In C. Verrem

Cicero, Marcus Tullius

Cicero. The Orations of Marcus Tullius Cicero, Volume 1. Yonge, Charles Duke, translator. London: Bell, 1903.

Read the letter of Lucius Metellus. [The letters of Lucius Metellus are read.] It is these letters, O judges, of Lucius Metellus, which you have heard, that have raised all the corn that there in this year in Sicily. No one would have broken one clod of earth in all the land of Sicily subject to the payment of tenths, if Metellus had not sent this letter. What? Did this idea occur to Metellus by inspiration, or had he his information from the Sicilians who had come to Rome in great numbers, and from the traders of Sicily? And who is ignorant what great crowds of them assembled at the door of the Marcelli, the most ancient patrons of Sicily? what crowds of them thronged to Cnaeus Pompeius, the consul elect, and to the rest of the men connected with the province? And such a thing never yet took place in the instance of any one, as for a man to be openly accused by those people over whose property and families he had supreme dominion and power. So great was the effect of his injuries, that men preferred to suffer anything, rather than not to bewail themselves and complain of his wickedness and injuries.

And when Metellus had sent these letters couched in almost a supplicating tone to all the cities, still he was far from prevailing with them to sow the land as they formerly had. For many had fled, as I shall presently show, and had left not only their allotments of land, but even their paternal homes, being driven away by the injuries of that man. I will not indeed, O judges, say anything for the sake of unduly exaggerating my charges. But the sentiments which I have imbibed through my eyes and in my mind, those I will state to you truly, and, as far as I can, plainly.

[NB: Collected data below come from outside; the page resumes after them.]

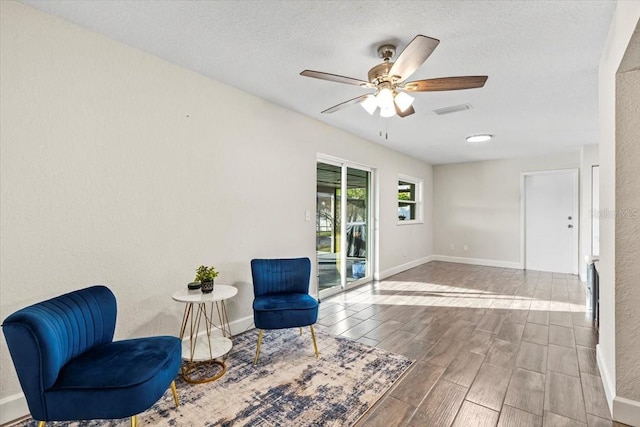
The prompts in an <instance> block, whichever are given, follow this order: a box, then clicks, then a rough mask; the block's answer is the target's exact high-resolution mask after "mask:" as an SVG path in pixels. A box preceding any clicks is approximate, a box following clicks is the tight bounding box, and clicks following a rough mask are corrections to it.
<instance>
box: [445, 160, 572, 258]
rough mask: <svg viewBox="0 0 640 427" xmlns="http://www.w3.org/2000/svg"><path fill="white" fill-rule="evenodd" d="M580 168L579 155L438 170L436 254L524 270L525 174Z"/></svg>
mask: <svg viewBox="0 0 640 427" xmlns="http://www.w3.org/2000/svg"><path fill="white" fill-rule="evenodd" d="M578 167H580V156H579V153H578V152H577V151H576V152H575V153H568V154H563V155H554V156H542V157H528V158H516V159H507V160H491V161H482V162H470V163H458V164H451V165H437V166H434V168H433V181H434V223H435V224H437V226H436V227H435V228H434V252H435V253H436V255H439V256H446V257H456V258H470V259H473V260H477V261H479V262H484V263H486V264H496V265H503V266H507V267H513V268H519V266H520V174H521V173H522V172H532V171H542V170H554V169H572V168H578ZM452 244H453V245H454V249H451V245H452ZM464 245H467V246H468V250H467V251H465V250H464ZM452 260H454V259H452Z"/></svg>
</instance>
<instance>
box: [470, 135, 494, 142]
mask: <svg viewBox="0 0 640 427" xmlns="http://www.w3.org/2000/svg"><path fill="white" fill-rule="evenodd" d="M491 138H493V135H491V134H489V133H481V134H478V135H470V136H468V137H467V142H487V141H489V140H490V139H491Z"/></svg>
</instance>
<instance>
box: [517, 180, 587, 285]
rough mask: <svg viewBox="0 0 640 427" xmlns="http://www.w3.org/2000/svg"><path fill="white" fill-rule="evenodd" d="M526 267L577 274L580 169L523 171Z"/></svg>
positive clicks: (524, 221)
mask: <svg viewBox="0 0 640 427" xmlns="http://www.w3.org/2000/svg"><path fill="white" fill-rule="evenodd" d="M523 176H524V240H525V248H524V251H525V268H526V269H528V270H540V271H551V272H557V273H570V274H578V172H577V170H567V171H549V172H540V173H528V174H524V175H523Z"/></svg>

For when four years afterwards I came into Sicily, it appeared to me in such a condition as those countries are apt to be in, in which a bitter and long war has been carried on. Those plains and fields which I had formerly seen beautiful and verdant, I now saw so laid waste and desolate that the very land itself seemed to feel the want of its cultivators, and to be mourning for its master. The land of Herbita, of Enna, of Morgantia, of Assoria, of Imachara, and of Agyrium, was so deserted as to its principal part, that we had to look not only for the allotments of land, but also for the body of owners. But the district of Aetna, which used to be most highly cultivated, and that which was the very head of the corn country, the district of Leontini, the character of which was formerly such that when you had once seen that sown, you did not fear any dearness of provisions, was so rough and unsightly, that in the most fruitful part of Sicily we were asking where Sicily could be gone? The previous year had, indeed, greatly shaken the cultivators, but the last one had utterly ruined them.

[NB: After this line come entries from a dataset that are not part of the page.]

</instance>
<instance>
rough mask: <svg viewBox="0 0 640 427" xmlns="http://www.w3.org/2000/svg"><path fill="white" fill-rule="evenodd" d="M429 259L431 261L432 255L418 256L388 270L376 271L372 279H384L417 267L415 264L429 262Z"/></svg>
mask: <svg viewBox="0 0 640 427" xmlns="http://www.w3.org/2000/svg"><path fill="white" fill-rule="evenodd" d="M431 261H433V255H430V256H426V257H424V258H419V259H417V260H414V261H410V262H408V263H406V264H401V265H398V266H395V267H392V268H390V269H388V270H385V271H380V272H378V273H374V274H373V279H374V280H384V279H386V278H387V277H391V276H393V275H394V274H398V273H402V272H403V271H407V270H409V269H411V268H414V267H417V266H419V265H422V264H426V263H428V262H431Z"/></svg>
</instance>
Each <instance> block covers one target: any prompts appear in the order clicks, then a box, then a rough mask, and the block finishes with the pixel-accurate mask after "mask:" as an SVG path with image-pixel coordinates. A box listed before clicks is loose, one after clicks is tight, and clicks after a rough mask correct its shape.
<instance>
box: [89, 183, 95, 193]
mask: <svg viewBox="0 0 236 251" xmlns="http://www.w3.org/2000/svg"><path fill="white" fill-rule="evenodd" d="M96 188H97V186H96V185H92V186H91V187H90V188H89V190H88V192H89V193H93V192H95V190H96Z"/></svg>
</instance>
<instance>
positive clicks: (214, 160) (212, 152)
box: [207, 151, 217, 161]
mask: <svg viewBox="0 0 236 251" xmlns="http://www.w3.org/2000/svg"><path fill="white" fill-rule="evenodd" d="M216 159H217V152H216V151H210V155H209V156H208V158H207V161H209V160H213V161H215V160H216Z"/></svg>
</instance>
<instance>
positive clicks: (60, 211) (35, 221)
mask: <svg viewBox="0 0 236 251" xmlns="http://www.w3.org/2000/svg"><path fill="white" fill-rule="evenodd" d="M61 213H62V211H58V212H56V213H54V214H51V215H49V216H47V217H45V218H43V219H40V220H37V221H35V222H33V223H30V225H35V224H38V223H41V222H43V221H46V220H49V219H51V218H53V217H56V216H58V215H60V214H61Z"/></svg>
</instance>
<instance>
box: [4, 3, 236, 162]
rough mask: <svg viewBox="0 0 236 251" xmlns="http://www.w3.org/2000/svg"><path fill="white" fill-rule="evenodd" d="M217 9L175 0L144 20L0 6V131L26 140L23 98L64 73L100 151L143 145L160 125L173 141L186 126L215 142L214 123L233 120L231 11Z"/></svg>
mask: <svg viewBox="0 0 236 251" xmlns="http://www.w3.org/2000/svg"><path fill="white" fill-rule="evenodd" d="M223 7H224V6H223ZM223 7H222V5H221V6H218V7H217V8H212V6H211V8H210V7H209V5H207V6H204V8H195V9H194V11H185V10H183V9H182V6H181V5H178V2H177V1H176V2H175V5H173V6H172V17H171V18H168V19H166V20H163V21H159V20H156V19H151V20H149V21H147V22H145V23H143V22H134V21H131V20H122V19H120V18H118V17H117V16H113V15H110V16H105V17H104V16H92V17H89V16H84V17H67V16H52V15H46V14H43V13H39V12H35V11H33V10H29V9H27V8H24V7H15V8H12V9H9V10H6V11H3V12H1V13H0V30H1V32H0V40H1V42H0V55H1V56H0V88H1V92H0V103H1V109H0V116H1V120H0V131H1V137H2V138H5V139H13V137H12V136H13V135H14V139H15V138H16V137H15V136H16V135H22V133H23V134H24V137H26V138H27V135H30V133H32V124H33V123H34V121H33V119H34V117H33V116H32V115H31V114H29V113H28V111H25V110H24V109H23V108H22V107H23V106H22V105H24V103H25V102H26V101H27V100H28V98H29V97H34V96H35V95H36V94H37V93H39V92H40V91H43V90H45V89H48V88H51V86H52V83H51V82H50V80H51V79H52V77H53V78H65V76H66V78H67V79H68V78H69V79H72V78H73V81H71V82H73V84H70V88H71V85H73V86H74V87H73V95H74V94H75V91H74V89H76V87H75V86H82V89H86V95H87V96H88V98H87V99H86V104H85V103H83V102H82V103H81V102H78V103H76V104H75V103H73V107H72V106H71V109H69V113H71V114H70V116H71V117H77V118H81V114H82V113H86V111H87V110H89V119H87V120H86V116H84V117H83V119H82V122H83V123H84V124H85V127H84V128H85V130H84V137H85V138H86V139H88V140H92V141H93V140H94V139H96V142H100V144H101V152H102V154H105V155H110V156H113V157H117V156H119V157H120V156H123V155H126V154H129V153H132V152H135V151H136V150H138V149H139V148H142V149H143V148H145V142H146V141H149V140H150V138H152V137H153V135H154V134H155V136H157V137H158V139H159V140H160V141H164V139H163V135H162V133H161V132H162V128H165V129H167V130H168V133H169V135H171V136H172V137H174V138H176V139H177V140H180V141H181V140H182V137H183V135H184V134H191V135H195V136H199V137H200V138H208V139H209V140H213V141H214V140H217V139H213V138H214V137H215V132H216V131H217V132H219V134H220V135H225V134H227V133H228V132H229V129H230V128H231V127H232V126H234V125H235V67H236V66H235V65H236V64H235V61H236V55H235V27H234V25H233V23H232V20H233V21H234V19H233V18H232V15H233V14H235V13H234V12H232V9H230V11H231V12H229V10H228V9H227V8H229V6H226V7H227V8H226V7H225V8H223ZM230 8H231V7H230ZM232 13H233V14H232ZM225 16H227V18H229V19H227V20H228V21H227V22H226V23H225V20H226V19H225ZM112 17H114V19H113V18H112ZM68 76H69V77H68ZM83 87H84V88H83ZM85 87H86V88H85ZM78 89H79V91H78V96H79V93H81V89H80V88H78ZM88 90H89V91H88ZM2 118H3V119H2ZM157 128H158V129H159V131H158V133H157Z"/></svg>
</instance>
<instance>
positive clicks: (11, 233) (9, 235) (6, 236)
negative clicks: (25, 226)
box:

Will you dare also to make mention to me of the tenths? Do you, after such wickedness, after such cruelty, after such numerous and serious injuries done to people, when the whole province of Sicily entirely depends on its arable land, and on its rights connected with that land; after the cultivators have been entirely ruined, the fields deserted—after you have left no one in so wealthy and populous a province—not only no property, but no hope even remaining; do you, I say, think that you can acquire any popularity by saying that you have sold the tenths at a better price than the other praetors? As if the Roman people had formed this wish, or the senate had given you this commission, by seizing all the fortunes of the cultivators under the name of tenths, to deprive the Roman people for all future time of that revenue, and of their supply of corn; and, as if after that, by adding some part of your own plunder to the total amount got from the tenths, you could appear to have deserved well of the Roman people. And I say this, as if his injustice was to be reproved in this particular, that, out of a desire for credit to be got by surpassing others in the sum derived from tenths, he had put forth a law rather too severe, and edicts rather too stringent, and rejected the examples of all his predecessors.

You sold the tenths at a high price. What will be said, if I prove that you appropriated and took to your own house no less a sum than you had sent to Rome under the name of tenths? What is there to obtain popularity for you in that plan of yours, when you took for yourself from a province of the Roman people a share equal to that which you sent to the Roman people? What will be said if I prove that you took twice as much corn yourself as you sent to the Roman people? Shall we still expect to see your advocate toss his head at this accusation, and throw himself on the people, and on the assembly here present? These things you have heard before, O judges; but perhaps you have heard it on no other authority than report, and the common conversation of men. Know now that an enormous sum was taken by him on pretences connected with corn; and consider at the same time the profligacy of that saying of his, when he said that by the profit made on the tenths alone, he could buy himself off from all his dangers.

We have heard this for a long time, O judges. I say that there is not one of you who has not often heard that the collectors of the tenths were that mans partners. I do not think that anything else has been said against him falsely by those who think ill of him but this. For they are to be considered partners of a man, with whom the gains of a business are shared. But I say that the whole of these gains, and the whole of the fortunes of the cultivators, went to Verres alone. I say that Apronius, and those slaves of Venus, who were quite a new class of farmers first heard of in his praetorship! and the other collectors, were only agents of that one man's gains, and ministers of his plunder. How do you prove that?